Das Rauschen der Autobahn

Einmal drinnen, wird die Atmosphäre lockerer. Das Rasen-Rechteck befindet sich am Rand der SDJA, eingebettet zwischen zwei Baseball-Feldern und umringt von den Sträuchern des südkalifornischen Buschlandes. Ein paar hundert Kinder und Jugendliche der Akademie, die eine Ausbildung von der Krippe bis zum Hochschulabschluss anbietet, bevölkern die Tribüne. Ungeduldig warten sie darauf, ihre temporären Gäste am Werk zu sehen.
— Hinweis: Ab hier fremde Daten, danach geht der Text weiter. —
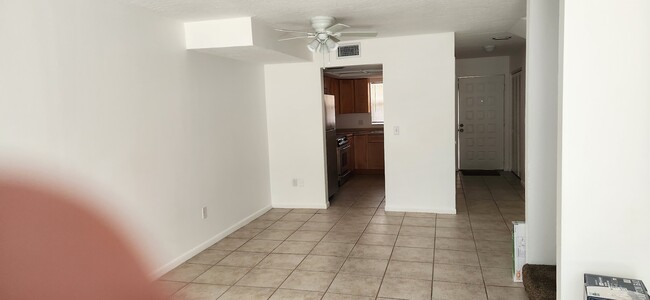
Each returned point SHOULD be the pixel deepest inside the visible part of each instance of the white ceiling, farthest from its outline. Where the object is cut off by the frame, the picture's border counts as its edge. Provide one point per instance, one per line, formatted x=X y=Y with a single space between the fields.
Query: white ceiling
x=475 y=22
Die 25 Spieler treffen ein, die Zuschauer applaudieren. Man hat ihnen am Ende des Trainings Autogramme und Fotos versprochen. Die Temperatur ist angenehm, vom Pazifik her weht eine frische Brise. Der Rasen ist in gutem Zustand, trotz ein paar gelblich-brauner Flecken. Im Hintergrund rauscht unablässig der Verkehr auf der Interstate 5 vorbei. Die natürliche Geräuschkulisse dieses automobil-vernarrten Landes.

Vargas angeschlagen

Nach ein paar leichten Aufwärmübungen steigt die Intensität. Passtraining unter den energischen Anweisungen von Assistenztrainer Davide Callà. Ausser Breel Embolo, der noch immer in Zürich auf sein Visum wartet, sind alle Akteure im Einsatz, auch Fabian Rieder und Noah Okafor, die letzte Woche in St. Gallen noch leicht angeschlagen waren.

Neben dem Platz schnappen sich die lokalen Journalisten jeden, der ein Tenü des Schweizer Verbandes trägt, für Interviews. Die Star-Reporterin des regionalen Ablegers der TV-Station NBC nimmt ihre Moderation gleich mehrmals auf, mit einem Strahlen im Gesicht und im Ton immer ein wenig übertrieben begeistert.

Am Ende spielen zwei Teams, die einen mit den Überziehern der Stammspieler, die anderen der Ersatzleute, ein Trainingsspielchen. Zehn gegen zehn, die drei Goalies bleiben separat und Okafor ist der Joker. Aber das ergibt nur 24. Ruben Vargas fehlt. Der Luzerner hat das Training abgebrochen und lässt sich pflegen. Er absolviere ein individuelles Programm, erklärt ein Medienverantwortlicher. Das lässt befürchten, dass er für das letzte Vorbereitungsspiel am Samstag gegen Australien ausfallen könnte.

Kinder und Sonne strahlen um die Wette

Trotz der Müdigkeit von der Reise am Vortag ist es kein lockerer Aufgalopp. In zehn Tagen startet die Schweiz gegen Katar ins WM-Turnier, deshalb ist jeder mit vollem Ernst bei der Sache. Captain Granit Xhaka zögert nicht, etwas lauter zu werden, wenn ein einfacher Pass misslingt.

Dann das Ende der Trainingseinheit. Die Spieler verlassen den Platz, während Cheftrainer Murat Yakin die Bälle einsammelt und damit seine Zielgenauigkeit testet. Die Atmosphäre wird wieder lockerer, man scherzt, und die Kinder und Jugendlichen der Akademie strömen aufs Feld. Autogramme, Selfies, ein improvisiertes Torschiessen und viel Lachen. Bei Spielern, Besuchern - nun auch von der Sonne am Himmel.